With the more closely watched monthly jobs report looming, the Labor Department released a report on Thursday showing a modest increase in first-time claims for U.S. unemployment benefits in the week ended April 30th.
The report showed initial jobless claims rose to 200,000, an increase of 19,000 from the previous week’s revised level of 181,000.
Economists had expected jobless claims to inch up to 182,000 from the 180,000 originally reported for the previous week.
With the bigger than expected uptick, jobless claims reached their highest level since hitting 209,000 in the week ended February 12th.
“Despite the increase, claims remain at levels that are consistent with extremely tight labor market conditions,” said Nancy Vanden Houten, Lead U.S. Economist at Oxford Economics. “With job openings and quits at a record high, employers will keep layoffs to a minimum.
She added, “Even as the economy slows in response to high inflation and rising interest rates, we expect employers will be more likely to slow the pace of hiring than to let go of workers.”
The Labor Department said the less volatile four-week moving average also edged up to 188,000, an increase of 8,000 from the previous week’s revised average of 180,000.

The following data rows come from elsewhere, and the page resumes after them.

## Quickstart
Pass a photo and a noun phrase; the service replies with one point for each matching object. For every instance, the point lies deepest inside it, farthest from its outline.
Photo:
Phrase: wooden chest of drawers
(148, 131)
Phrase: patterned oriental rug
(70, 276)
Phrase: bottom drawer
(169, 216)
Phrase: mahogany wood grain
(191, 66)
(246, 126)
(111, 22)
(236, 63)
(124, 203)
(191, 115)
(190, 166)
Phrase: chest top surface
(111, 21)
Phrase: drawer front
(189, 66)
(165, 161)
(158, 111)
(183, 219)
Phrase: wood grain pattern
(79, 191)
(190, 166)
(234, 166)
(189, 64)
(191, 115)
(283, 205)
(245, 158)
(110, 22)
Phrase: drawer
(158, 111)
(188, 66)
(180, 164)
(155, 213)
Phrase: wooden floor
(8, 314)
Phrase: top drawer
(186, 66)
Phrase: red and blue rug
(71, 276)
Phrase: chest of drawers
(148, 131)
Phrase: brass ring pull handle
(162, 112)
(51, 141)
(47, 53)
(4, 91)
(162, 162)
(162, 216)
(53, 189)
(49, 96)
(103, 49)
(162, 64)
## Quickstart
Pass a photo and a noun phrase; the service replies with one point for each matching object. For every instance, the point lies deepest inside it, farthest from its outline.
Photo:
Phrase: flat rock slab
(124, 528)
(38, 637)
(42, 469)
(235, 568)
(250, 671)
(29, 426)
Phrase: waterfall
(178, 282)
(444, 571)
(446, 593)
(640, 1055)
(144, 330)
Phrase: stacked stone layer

Meanwhile, the report showed continuing claims, a reading on the number of people receiving ongoing unemployment assistance, dipped by 19,000 to 1.384 million in the week ended April 23rd, hitting the lowest level since January 1970.
The four-week moving average of continuing claims also fell to a 52-year-low of 1,417,000, a decrease of 36,250 from the previous week’s revised average of 1,453,250.
“We think continued claims can decline from these revised levels as job growth continues and more workers return to the labor market,” Vanden Houten said.
On Friday, the Labor Department is scheduled to release its more closely watched report on the employment situation in the month of April.
Economists currently expect employment to jump by 391,000 jobs in April after surging by 431,000 jobs in March, while the unemployment rate is expected to edge down to 3.5 percent from 3.6 percent.